Une obtention chaotique du permis de construire
En 2017, il y avait déjà de l’électricité dans l’air concernant le chantier Pain, Vin, Fromages : ayant appris que le réseau électrique du village étant surchargé, pour ne pas dire totalement obsolète, on nous réclamait de payer intégralement des travaux allant du transformateur à notre restaurant afin de pouvoir obtenir la puissance nécessaire à notre nouvelle activité. Comme tout citoyen, j’étais naturellement tout disposé à payer mon abonnement et ma consommation électrique ; mais pas à financer exclusivement de ma propre poche, l’enfouissement de câbles dans une tranchée de 300 mètres.
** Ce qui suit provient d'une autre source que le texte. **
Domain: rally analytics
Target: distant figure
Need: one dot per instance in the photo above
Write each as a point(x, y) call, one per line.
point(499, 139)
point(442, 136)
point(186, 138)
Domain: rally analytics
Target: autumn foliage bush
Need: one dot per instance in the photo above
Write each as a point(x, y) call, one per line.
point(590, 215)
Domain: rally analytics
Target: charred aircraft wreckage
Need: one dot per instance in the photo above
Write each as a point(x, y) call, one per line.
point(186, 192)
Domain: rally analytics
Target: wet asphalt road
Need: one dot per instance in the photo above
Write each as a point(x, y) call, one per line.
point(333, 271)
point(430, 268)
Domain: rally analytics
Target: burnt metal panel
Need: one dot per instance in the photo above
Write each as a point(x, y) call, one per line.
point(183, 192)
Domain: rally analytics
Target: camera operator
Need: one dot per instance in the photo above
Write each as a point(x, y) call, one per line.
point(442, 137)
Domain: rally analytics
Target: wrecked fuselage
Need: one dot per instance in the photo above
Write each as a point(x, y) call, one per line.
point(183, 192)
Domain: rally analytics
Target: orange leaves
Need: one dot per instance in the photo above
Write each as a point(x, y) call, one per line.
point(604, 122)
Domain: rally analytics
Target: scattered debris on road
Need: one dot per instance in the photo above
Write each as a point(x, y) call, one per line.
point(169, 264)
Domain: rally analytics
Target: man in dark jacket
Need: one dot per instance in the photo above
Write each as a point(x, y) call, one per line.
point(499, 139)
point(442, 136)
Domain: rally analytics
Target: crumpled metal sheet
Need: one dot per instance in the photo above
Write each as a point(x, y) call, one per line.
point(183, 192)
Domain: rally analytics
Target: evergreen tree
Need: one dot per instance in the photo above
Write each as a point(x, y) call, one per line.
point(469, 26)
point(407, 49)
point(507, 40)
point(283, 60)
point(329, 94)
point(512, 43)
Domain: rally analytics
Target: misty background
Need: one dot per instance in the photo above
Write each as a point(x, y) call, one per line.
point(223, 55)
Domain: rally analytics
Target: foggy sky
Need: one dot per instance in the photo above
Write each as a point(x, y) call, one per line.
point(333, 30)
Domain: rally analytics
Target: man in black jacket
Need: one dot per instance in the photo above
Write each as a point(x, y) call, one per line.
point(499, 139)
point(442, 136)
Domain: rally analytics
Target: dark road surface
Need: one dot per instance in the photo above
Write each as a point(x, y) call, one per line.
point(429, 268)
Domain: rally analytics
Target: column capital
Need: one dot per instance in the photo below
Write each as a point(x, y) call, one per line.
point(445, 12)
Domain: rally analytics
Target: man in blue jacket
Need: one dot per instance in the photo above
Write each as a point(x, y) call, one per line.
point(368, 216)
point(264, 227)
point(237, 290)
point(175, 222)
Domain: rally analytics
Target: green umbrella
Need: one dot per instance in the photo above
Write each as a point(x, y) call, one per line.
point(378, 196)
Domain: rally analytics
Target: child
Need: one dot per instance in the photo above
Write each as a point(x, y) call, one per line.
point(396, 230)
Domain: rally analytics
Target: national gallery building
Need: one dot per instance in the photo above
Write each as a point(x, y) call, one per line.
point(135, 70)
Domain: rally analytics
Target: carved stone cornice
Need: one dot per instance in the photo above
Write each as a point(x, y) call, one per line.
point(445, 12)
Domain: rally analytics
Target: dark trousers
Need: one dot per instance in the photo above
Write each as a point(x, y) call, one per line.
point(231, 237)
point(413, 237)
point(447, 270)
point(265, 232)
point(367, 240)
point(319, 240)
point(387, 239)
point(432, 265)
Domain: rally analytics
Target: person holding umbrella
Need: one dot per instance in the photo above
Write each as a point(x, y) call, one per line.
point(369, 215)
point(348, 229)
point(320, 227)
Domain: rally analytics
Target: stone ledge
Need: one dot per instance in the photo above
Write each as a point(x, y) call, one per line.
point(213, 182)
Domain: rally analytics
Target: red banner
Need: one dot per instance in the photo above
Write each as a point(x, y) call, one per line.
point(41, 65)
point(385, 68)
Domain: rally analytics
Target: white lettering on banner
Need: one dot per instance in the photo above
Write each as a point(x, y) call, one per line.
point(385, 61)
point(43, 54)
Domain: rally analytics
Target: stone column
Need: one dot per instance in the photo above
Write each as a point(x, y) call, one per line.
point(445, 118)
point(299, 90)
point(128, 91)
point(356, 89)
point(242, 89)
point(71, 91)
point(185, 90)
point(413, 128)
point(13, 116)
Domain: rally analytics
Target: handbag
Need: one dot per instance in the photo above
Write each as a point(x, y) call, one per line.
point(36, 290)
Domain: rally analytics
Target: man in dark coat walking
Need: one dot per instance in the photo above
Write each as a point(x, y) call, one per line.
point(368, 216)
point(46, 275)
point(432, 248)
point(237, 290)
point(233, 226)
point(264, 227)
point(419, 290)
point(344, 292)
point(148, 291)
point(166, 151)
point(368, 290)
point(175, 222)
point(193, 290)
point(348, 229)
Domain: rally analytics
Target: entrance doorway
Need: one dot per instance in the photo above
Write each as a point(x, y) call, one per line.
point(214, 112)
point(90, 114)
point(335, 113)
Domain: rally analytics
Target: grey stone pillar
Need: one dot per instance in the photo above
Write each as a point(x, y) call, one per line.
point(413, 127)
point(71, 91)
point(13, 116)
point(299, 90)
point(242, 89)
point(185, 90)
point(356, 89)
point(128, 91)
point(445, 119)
Cet épisode n’était qu’un prologue. Comme beaucoup d’histoires semblables à celle que nous nous apprêtons à raconter, la nôtre commence avec le dépôt d’une demande de permis de construire. Ce précieux sésame est exigé dans un certain nombre de cas. D’une manière générale, il concerne les travaux de construction de grande ampleur : construction d’une maison individuelle, de ses annexes… Toutefois, il s’applique également à plusieurs autres cas : certains agrandissements, construction d’un abri de jardin... Une telle demande doit être adressée par lettre recommandée avec avis de réception ou déposée à la mairie.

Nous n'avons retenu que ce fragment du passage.